With each passing season, it witnessed the city and its narrative evolve, reflecting the changing tastes and trends of the times.
Moving on, the mall’s story was not just about commerce; it was about community.
The mall saw countless first dates, impromptu family reunions, and the everyday lives of the townsfolk intertwining with its own story.
It wasn’t merely a structure of brick and mortar; it was where memories were crafted and cherished.
The Challenge of Nearby Mega-Malls
The winds of change ushered in a new era during the 1980s, and Cary Towne Center found itself amidst a retail rivalry.
The proposal of a new “mega-mall” at Crossroads Plaza, a mere mile away, stirred the competitive spirit of Cary Towne Center.
In 1991, a significant expansion saw the mall stretch across 1.1 million square feet, asserting its stance as a central retail fortress amidst a growing cityscape.
With the “mega-mall” emerging on the horizon, Cary Towne Center saw it not as a threat but a cue to elevate its game.
The expansion was a bold statement, reaffirming its position as a cardinal point in Cary’s retail landscape.
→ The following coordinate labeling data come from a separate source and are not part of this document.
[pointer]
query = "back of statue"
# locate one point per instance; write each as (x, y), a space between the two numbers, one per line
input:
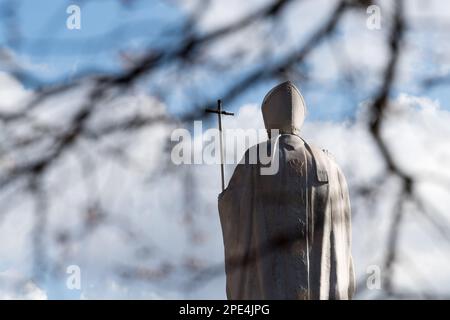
(287, 232)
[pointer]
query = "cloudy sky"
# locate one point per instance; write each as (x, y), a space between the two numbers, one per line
(158, 225)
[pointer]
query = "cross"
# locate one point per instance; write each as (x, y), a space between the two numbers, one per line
(220, 112)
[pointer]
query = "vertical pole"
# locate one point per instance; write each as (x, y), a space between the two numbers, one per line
(219, 109)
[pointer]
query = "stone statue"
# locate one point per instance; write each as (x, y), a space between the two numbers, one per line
(287, 235)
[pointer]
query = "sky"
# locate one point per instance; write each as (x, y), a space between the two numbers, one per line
(147, 226)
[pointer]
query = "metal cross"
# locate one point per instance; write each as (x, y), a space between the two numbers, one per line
(220, 112)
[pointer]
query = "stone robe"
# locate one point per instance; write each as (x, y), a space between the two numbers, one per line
(287, 235)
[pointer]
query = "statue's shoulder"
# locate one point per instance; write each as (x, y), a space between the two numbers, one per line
(320, 152)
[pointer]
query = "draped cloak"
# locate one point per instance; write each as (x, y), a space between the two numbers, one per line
(287, 235)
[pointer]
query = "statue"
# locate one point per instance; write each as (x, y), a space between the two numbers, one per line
(287, 235)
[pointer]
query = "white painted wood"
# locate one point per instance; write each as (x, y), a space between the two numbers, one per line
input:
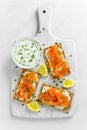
(45, 37)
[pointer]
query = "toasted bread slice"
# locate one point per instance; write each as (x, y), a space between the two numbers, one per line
(56, 97)
(56, 61)
(26, 86)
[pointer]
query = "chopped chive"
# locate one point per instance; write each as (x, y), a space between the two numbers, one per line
(61, 81)
(20, 53)
(57, 78)
(54, 81)
(70, 55)
(56, 84)
(32, 56)
(39, 31)
(22, 57)
(28, 89)
(40, 49)
(30, 60)
(27, 49)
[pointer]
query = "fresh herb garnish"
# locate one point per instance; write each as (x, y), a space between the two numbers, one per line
(30, 60)
(27, 49)
(22, 57)
(20, 53)
(70, 55)
(57, 78)
(39, 31)
(56, 84)
(40, 49)
(23, 46)
(54, 81)
(32, 56)
(61, 81)
(16, 66)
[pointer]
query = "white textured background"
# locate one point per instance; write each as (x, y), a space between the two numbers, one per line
(69, 21)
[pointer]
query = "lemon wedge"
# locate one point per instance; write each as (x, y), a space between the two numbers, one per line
(34, 106)
(43, 70)
(68, 83)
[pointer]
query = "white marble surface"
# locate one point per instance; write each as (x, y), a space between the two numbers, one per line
(18, 19)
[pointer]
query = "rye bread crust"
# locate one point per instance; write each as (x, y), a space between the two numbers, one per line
(65, 109)
(59, 45)
(17, 86)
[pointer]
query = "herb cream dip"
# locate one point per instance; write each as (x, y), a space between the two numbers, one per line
(27, 52)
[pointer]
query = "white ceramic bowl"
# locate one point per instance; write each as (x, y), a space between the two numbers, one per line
(19, 64)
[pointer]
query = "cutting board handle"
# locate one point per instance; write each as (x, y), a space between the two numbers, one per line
(44, 18)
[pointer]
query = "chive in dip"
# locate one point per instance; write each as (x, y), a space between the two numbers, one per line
(27, 52)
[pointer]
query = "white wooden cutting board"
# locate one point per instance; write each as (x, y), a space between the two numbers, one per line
(45, 37)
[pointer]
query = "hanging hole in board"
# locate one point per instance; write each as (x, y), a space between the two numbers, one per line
(44, 11)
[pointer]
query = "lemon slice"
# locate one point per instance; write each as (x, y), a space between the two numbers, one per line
(68, 83)
(43, 70)
(34, 106)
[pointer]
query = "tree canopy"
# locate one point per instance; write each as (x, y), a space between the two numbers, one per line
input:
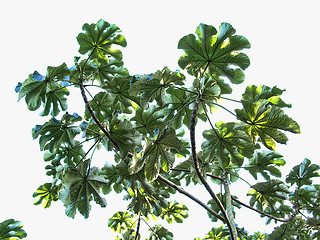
(149, 121)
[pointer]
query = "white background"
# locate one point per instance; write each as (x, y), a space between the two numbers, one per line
(35, 34)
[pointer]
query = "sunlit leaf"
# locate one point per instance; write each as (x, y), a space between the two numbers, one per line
(11, 230)
(45, 194)
(265, 163)
(227, 143)
(302, 173)
(267, 194)
(97, 39)
(264, 122)
(54, 133)
(215, 51)
(82, 184)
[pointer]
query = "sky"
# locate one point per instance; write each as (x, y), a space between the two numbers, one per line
(35, 34)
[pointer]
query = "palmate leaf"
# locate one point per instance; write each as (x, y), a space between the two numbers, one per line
(39, 89)
(45, 194)
(302, 173)
(216, 51)
(54, 133)
(158, 153)
(264, 122)
(265, 163)
(159, 232)
(175, 212)
(11, 230)
(81, 185)
(121, 221)
(227, 143)
(154, 88)
(97, 39)
(254, 94)
(146, 121)
(267, 194)
(108, 70)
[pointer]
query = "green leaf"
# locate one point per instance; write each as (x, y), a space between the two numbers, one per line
(102, 106)
(121, 221)
(227, 143)
(159, 232)
(124, 135)
(175, 212)
(254, 94)
(154, 88)
(54, 133)
(302, 173)
(264, 162)
(146, 121)
(97, 39)
(159, 152)
(267, 194)
(110, 69)
(81, 184)
(39, 89)
(45, 194)
(265, 121)
(215, 51)
(11, 229)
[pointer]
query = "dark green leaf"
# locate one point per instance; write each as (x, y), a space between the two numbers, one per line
(97, 39)
(302, 173)
(121, 221)
(11, 229)
(227, 143)
(81, 184)
(159, 232)
(175, 212)
(146, 121)
(254, 94)
(45, 194)
(46, 90)
(215, 52)
(54, 133)
(264, 162)
(265, 121)
(267, 194)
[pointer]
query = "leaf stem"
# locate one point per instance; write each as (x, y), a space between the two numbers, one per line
(182, 191)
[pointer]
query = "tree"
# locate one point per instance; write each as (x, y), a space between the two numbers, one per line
(143, 120)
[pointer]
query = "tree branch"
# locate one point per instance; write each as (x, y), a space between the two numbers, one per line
(182, 191)
(197, 168)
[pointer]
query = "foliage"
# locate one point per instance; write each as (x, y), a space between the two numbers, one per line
(11, 229)
(143, 119)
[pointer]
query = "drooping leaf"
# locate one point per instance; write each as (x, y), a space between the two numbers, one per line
(159, 232)
(154, 88)
(97, 39)
(265, 121)
(146, 121)
(215, 51)
(39, 89)
(82, 184)
(54, 133)
(45, 194)
(121, 221)
(175, 212)
(11, 230)
(265, 163)
(227, 143)
(302, 173)
(102, 105)
(158, 153)
(110, 69)
(267, 194)
(254, 94)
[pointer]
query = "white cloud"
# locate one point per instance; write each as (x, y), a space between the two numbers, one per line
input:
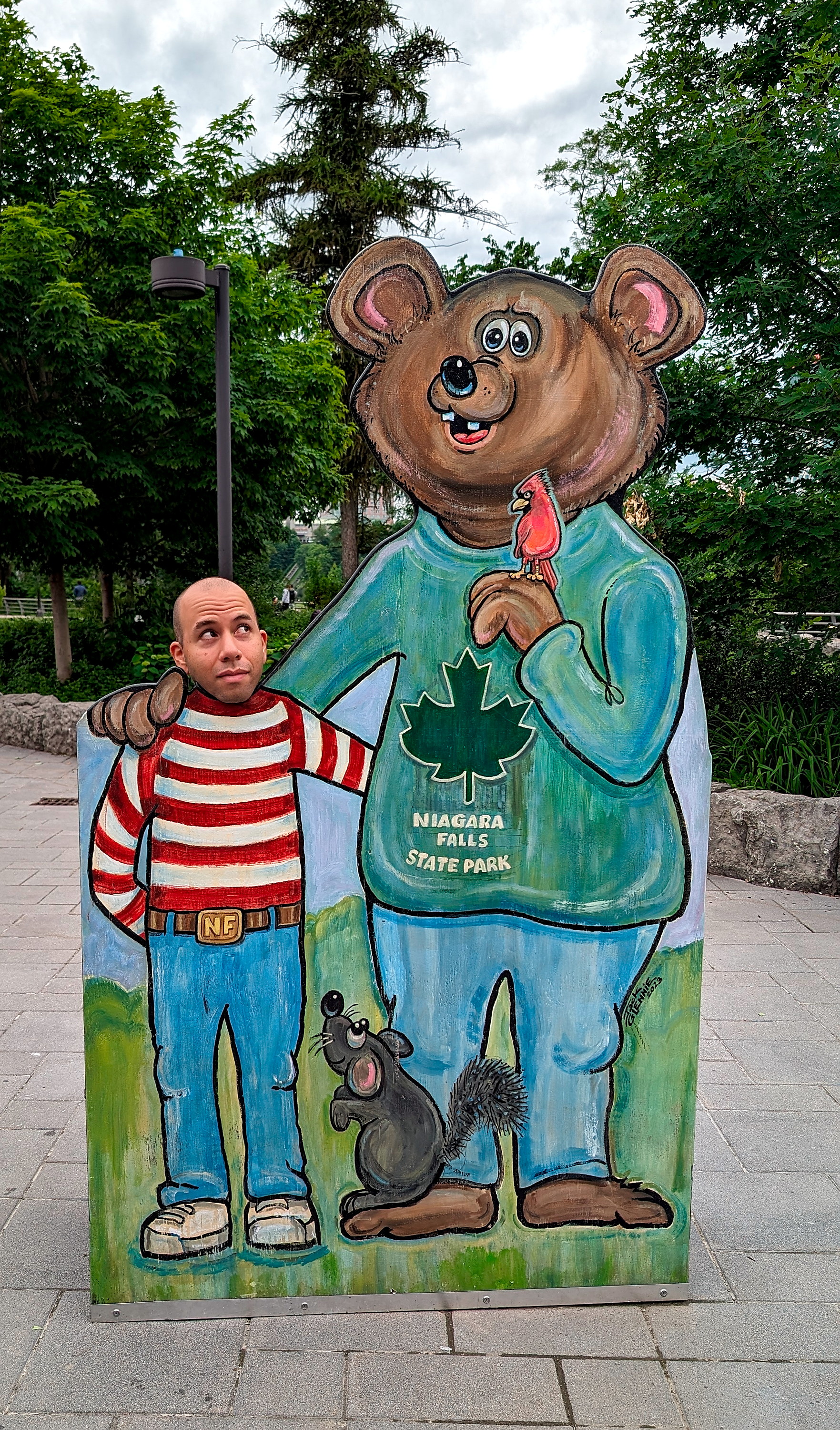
(526, 83)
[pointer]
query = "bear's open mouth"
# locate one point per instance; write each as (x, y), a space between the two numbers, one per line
(463, 432)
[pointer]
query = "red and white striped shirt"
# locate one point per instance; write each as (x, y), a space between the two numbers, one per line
(219, 790)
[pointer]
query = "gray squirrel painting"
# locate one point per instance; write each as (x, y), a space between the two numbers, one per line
(404, 1143)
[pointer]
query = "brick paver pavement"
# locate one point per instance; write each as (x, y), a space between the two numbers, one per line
(759, 1346)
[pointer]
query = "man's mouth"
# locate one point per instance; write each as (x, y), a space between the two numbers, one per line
(463, 432)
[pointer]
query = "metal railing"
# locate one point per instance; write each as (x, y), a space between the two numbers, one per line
(26, 607)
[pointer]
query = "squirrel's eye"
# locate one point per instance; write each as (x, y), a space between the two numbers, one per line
(495, 335)
(520, 339)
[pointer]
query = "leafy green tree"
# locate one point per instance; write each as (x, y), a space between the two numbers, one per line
(722, 146)
(106, 395)
(358, 109)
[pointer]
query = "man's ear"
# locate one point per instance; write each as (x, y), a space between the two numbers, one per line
(384, 292)
(396, 1043)
(649, 304)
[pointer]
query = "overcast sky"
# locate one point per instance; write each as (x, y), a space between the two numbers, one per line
(530, 78)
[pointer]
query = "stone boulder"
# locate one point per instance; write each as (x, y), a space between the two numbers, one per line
(40, 723)
(786, 841)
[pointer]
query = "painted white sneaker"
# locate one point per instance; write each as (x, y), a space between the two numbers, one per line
(281, 1223)
(186, 1229)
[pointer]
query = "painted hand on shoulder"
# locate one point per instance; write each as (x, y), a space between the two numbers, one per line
(135, 715)
(523, 610)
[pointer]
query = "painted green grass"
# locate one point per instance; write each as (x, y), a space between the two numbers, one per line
(652, 1136)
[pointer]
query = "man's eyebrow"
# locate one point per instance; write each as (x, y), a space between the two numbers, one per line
(211, 621)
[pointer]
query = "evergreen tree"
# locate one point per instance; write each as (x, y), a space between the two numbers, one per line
(358, 109)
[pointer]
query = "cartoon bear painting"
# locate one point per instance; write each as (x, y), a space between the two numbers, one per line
(525, 826)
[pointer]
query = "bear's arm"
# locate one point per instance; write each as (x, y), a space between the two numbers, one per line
(354, 635)
(615, 691)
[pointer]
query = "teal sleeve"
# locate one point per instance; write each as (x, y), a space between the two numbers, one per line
(615, 695)
(352, 637)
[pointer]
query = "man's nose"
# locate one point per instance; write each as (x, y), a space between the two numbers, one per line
(457, 377)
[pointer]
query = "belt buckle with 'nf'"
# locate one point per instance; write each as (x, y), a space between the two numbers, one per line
(219, 926)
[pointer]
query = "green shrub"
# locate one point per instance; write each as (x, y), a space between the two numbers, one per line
(789, 750)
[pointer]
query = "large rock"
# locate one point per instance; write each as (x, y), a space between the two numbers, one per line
(40, 723)
(786, 841)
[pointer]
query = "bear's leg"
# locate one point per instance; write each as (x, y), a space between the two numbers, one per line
(567, 987)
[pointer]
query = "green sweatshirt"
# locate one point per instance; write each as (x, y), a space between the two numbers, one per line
(529, 784)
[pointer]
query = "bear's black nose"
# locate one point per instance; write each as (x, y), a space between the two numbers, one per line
(457, 377)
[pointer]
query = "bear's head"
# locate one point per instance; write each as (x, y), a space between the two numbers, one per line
(467, 392)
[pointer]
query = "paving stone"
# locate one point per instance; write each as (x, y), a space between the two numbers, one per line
(783, 1062)
(766, 1097)
(783, 1142)
(72, 1144)
(750, 1004)
(768, 1276)
(59, 1076)
(45, 1245)
(556, 1330)
(22, 1319)
(627, 1393)
(12, 1420)
(46, 1033)
(759, 1398)
(22, 1152)
(456, 1388)
(759, 1030)
(748, 1332)
(712, 1152)
(768, 1212)
(149, 1366)
(292, 1383)
(705, 1280)
(30, 1113)
(221, 1423)
(408, 1330)
(62, 1182)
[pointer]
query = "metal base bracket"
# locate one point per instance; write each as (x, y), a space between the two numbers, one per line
(394, 1302)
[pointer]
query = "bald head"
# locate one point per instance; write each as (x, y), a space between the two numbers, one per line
(218, 640)
(209, 587)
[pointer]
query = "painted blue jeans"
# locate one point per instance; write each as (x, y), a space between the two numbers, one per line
(567, 986)
(256, 989)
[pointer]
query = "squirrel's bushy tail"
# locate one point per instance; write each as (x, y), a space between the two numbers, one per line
(489, 1093)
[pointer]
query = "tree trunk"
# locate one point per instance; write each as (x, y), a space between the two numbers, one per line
(61, 621)
(351, 531)
(106, 585)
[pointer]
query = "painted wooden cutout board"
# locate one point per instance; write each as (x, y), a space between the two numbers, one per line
(465, 1073)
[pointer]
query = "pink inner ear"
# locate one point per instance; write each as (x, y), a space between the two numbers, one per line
(371, 312)
(658, 315)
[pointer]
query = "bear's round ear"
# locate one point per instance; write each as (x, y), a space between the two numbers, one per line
(649, 302)
(384, 292)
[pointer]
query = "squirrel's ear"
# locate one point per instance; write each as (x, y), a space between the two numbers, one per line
(649, 304)
(384, 292)
(396, 1043)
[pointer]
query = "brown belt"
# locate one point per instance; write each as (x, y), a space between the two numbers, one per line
(223, 926)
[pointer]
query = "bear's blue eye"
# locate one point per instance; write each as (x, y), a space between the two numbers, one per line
(520, 339)
(495, 337)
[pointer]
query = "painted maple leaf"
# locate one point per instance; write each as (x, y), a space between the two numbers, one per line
(466, 740)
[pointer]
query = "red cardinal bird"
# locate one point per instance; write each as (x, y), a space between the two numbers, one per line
(537, 532)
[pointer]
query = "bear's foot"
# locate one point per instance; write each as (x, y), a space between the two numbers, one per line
(593, 1202)
(449, 1206)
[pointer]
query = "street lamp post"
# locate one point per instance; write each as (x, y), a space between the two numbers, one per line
(183, 278)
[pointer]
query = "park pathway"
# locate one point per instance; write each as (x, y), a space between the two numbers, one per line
(756, 1349)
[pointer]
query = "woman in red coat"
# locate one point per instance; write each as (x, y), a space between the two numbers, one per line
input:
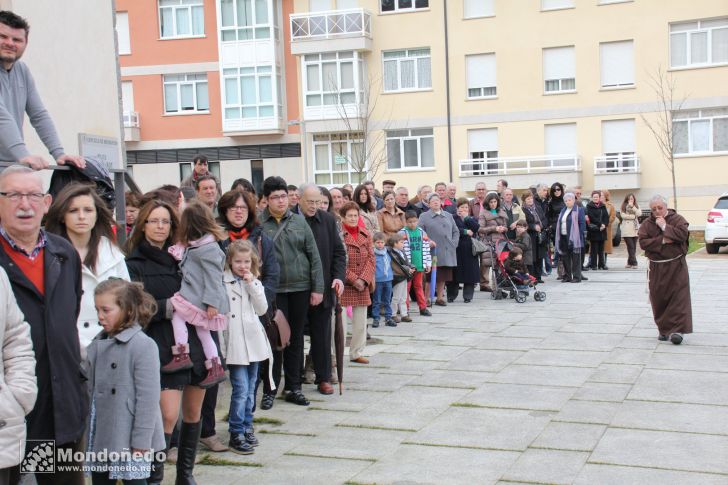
(359, 278)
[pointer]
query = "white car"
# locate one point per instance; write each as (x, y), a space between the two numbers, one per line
(716, 229)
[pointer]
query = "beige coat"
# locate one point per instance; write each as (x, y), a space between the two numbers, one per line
(630, 225)
(18, 388)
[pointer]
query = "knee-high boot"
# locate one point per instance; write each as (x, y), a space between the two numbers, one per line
(189, 435)
(157, 475)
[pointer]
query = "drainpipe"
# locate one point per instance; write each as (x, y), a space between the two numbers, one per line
(447, 93)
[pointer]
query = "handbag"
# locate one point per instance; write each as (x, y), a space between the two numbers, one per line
(479, 247)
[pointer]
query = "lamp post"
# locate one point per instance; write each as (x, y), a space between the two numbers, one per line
(302, 124)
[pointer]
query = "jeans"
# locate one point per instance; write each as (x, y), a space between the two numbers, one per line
(242, 399)
(382, 299)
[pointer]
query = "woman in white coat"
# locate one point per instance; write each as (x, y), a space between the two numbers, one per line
(18, 388)
(79, 215)
(246, 343)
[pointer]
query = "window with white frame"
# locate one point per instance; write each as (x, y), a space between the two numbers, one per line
(407, 70)
(245, 20)
(478, 8)
(617, 63)
(249, 92)
(410, 149)
(332, 78)
(122, 33)
(559, 69)
(181, 18)
(699, 43)
(556, 4)
(480, 74)
(403, 5)
(700, 131)
(185, 93)
(339, 158)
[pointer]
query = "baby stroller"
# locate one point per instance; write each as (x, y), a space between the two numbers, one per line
(502, 284)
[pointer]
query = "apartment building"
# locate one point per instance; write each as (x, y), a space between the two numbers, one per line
(208, 77)
(530, 91)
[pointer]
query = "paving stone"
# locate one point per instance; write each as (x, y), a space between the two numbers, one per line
(689, 418)
(501, 429)
(547, 466)
(516, 396)
(681, 387)
(622, 475)
(570, 436)
(412, 464)
(660, 449)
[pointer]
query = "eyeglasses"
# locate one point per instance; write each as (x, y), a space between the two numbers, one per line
(156, 222)
(17, 196)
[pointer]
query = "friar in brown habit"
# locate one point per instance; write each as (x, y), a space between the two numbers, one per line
(664, 238)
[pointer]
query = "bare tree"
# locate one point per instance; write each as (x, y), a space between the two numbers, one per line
(664, 86)
(369, 152)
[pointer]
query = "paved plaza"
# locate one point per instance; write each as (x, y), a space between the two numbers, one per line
(576, 389)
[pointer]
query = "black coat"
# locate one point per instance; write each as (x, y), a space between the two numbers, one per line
(62, 406)
(331, 250)
(597, 215)
(159, 272)
(468, 269)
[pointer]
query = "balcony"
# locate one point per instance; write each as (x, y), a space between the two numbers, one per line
(335, 30)
(131, 126)
(617, 172)
(521, 172)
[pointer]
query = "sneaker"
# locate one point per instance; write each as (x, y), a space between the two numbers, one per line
(213, 443)
(250, 438)
(239, 445)
(267, 402)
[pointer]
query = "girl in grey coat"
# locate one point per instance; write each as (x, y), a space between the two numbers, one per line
(126, 421)
(202, 300)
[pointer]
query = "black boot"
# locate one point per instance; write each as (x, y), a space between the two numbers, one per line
(189, 435)
(157, 475)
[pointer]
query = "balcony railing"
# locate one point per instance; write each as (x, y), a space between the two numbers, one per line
(520, 165)
(621, 163)
(131, 119)
(355, 22)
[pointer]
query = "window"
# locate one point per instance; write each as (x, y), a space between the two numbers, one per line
(559, 69)
(699, 43)
(478, 8)
(244, 20)
(181, 18)
(617, 63)
(480, 75)
(122, 33)
(249, 92)
(339, 158)
(403, 5)
(407, 70)
(700, 131)
(556, 4)
(185, 93)
(332, 78)
(410, 149)
(483, 145)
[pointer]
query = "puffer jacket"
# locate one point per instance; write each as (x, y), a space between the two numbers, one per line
(296, 252)
(18, 388)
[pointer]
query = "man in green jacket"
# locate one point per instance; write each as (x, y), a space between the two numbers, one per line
(300, 285)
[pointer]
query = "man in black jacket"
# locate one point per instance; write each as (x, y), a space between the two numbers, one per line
(45, 274)
(333, 260)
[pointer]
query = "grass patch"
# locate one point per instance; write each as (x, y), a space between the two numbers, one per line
(265, 420)
(213, 461)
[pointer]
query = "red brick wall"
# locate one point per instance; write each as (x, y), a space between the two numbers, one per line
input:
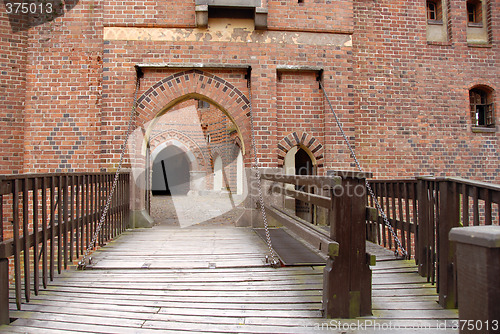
(412, 96)
(150, 13)
(63, 97)
(403, 101)
(13, 39)
(311, 15)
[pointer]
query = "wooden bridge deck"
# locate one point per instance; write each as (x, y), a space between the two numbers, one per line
(213, 280)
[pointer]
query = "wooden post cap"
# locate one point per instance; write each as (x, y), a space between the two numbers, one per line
(485, 236)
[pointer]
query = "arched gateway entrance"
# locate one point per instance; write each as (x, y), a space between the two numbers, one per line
(162, 97)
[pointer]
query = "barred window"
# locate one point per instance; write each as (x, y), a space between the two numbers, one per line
(434, 11)
(474, 12)
(481, 107)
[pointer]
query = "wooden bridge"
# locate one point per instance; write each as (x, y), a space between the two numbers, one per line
(215, 279)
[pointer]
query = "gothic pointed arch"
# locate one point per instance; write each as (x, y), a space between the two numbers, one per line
(196, 84)
(304, 140)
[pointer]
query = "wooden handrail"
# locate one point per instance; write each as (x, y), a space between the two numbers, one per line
(432, 206)
(347, 275)
(50, 232)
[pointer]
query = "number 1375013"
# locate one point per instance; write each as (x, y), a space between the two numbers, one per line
(28, 8)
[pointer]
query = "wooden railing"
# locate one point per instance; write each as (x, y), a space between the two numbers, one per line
(347, 275)
(47, 222)
(423, 211)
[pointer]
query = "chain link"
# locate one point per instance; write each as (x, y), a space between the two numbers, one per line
(273, 261)
(82, 264)
(399, 246)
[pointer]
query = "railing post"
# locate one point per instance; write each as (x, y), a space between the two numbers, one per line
(422, 228)
(478, 261)
(347, 280)
(449, 217)
(4, 292)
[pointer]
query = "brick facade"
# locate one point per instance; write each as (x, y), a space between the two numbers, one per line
(69, 84)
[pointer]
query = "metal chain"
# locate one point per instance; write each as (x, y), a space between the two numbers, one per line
(82, 264)
(399, 246)
(273, 261)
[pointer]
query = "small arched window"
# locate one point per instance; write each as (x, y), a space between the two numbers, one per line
(482, 107)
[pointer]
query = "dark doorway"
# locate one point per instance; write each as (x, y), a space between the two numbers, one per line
(171, 172)
(303, 166)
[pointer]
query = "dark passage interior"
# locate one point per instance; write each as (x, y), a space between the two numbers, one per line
(171, 172)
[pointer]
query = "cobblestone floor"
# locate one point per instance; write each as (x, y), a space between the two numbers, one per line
(206, 210)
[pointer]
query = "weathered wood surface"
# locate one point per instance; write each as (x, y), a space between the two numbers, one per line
(179, 293)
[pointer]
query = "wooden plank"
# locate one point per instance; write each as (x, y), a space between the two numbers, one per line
(17, 243)
(36, 267)
(26, 248)
(303, 229)
(60, 219)
(323, 182)
(45, 234)
(319, 200)
(236, 299)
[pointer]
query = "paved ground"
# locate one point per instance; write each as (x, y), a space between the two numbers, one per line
(186, 211)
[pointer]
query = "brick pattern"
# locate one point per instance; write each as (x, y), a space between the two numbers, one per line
(13, 53)
(194, 83)
(158, 13)
(63, 91)
(403, 101)
(302, 139)
(412, 96)
(311, 15)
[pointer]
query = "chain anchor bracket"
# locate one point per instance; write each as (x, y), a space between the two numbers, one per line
(399, 247)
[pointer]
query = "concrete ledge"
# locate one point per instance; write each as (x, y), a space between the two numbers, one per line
(484, 236)
(140, 218)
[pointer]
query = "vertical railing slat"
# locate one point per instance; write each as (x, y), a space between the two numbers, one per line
(487, 207)
(475, 208)
(52, 223)
(59, 224)
(44, 232)
(26, 238)
(36, 272)
(465, 205)
(77, 217)
(65, 221)
(72, 220)
(17, 244)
It was a testament to the mall’s resolve to continue being a hallmark of shopping extravagance for the folks in Cary.
“The expansion was not merely about adding square footage; it was about amplifying the mall’s ethos of being a sanctuary for shoppers.”
Despite the burgeoning competition, the mall was a preferred choice for many. It was where old-world charm met the new-world hustle.
The familiar chime of the entrance doors continued to echo the promise of a delightful shopping day, a promise that was kept day in and day out.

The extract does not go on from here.